Parallel Knowledge Transfer in Multi-Agent Reinforcement Learning

Yongyuan Liang,Bangwei Li
DOI: https://doi.org/10.48550/arXiv.2003.13085
2020-03-30
Abstract:Multi-agent reinforcement learning is a standard framework for modeling multi-agent interactions applied in real-world scenarios. Inspired by experience sharing in human groups, learning knowledge parallel reusing between agents can potentially promote team learning performance, especially in multi-task environments. When all agents interact with the environment and learn simultaneously, how each independent agent selectively learns from other agents' behavior knowledge is a problem that we need to solve. This paper proposes a novel knowledge transfer framework in MARL, PAT (Parallel Attentional Transfer). We design two acting modes in PAT, student mode and self-learning mode. Each agent in our approach trains a decentralized student actor-critic to determine its acting mode at each time step. When agents are unfamiliar with the environment, the shared attention mechanism in student mode effectively selects learning knowledge from other agents to decide agents' actions. PAT outperforms state-of-the-art empirical evaluation results against the prior advising approaches. Our approach not only significantly improves team learning rate and global performance, but also is flexible and transferable to be applied in various multi-agent systems.
Artificial Intelligence,Machine Learning,Multiagent Systems
What problem does this paper attempt to address?
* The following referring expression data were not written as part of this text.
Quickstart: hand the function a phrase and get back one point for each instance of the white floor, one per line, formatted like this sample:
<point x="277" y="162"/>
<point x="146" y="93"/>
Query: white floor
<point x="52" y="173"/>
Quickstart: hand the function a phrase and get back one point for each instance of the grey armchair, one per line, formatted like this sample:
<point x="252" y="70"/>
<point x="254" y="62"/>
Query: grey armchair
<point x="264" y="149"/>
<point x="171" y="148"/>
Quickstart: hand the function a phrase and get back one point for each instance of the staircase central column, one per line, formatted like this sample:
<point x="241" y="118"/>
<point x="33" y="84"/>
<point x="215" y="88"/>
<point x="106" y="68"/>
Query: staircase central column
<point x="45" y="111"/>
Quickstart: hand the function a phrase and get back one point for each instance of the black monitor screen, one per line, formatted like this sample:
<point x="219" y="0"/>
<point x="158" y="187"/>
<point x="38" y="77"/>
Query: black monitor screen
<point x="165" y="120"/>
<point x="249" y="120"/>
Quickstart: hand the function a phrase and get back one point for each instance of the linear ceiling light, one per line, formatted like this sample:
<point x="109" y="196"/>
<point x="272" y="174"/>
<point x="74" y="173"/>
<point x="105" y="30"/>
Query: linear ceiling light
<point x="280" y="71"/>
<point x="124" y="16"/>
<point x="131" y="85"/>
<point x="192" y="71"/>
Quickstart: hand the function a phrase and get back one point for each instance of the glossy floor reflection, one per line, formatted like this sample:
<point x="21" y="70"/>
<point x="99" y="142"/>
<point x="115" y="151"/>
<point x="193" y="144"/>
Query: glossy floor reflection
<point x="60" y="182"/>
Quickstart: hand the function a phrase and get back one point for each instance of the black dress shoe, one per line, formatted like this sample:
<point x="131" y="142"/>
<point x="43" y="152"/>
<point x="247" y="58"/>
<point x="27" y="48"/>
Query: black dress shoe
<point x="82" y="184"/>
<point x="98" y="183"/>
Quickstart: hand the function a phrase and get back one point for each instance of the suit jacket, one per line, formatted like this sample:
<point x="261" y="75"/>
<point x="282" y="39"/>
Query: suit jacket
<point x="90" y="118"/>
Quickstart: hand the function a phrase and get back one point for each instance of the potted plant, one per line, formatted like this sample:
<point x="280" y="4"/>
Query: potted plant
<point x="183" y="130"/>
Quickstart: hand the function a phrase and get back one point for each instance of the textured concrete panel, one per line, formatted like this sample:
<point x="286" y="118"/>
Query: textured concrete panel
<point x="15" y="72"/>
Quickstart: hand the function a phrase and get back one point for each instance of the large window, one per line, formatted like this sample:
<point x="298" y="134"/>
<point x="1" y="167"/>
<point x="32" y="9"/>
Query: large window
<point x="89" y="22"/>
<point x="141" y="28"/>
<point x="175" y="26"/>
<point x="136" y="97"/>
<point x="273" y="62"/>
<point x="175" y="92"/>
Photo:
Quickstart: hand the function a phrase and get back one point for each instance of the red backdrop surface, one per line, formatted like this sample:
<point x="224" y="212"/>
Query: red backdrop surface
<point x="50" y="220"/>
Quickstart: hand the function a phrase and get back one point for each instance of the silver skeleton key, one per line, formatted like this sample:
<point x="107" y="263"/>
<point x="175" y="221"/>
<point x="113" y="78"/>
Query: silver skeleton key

This paper attempts to solve the problem of how to optimize knowledge transfer among agents in multi - agent reinforcement learning (MARL), especially in cooperative multi - agent systems in joint - task or multi - task environments under local constraints. Specifically, the paper focuses on how each independent agent selectively learns from the behavioral knowledge of other agents when all agents interact with the environment and learn simultaneously. This involves three main aspects: 1. **Knowledge Transfer Decision**: Determine when knowledge needs to be acquired from other agents. 2. **Knowledge Selection**: Select the most appropriate source of knowledge from multiple possible teacher agents. 3. **Knowledge Utilization**: Effectively use the selected knowledge to guide one's own behavior. To solve these problems, the paper proposes a new knowledge transfer framework - PAT (Parallel Attentional Transfer). PAT enables student agents to dynamically extract useful knowledge from the experiences of other agents by introducing an attention mechanism. The specific implementation methods include: - **Two Action Modes**: PAT designs two action modes - student mode and self - learning mode. In the student mode, an agent will decide its action according to the suggestions of other agents; in the self - learning mode, an agent will decide its action based on the behavioral knowledge it has independently learned. - **Attention Mechanism**: In the student mode, PAT uses the attention mechanism as a teacher selector to select the most appropriate teacher according to the familiarity of the teacher agent with the current state and the effectiveness of the current strategy. This helps the student agent obtain the optimal suggestions from the most reliable teacher. - **Flexible Role Switching**: In the PAT framework, the role of an agent is not fixed. An agent can be both a student and a teacher, which means it can learn from other agents and at the same time can share its own experience with other agents. In this way, PAT not only improves the overall learning efficiency and performance of the team, but also has high flexibility and scalability and is suitable for various multi - agent systems. Experimental results show that PAT performs better than existing methods in multiple - task and joint - task scenarios, especially when the number of agents increases, PAT can still maintain good performance.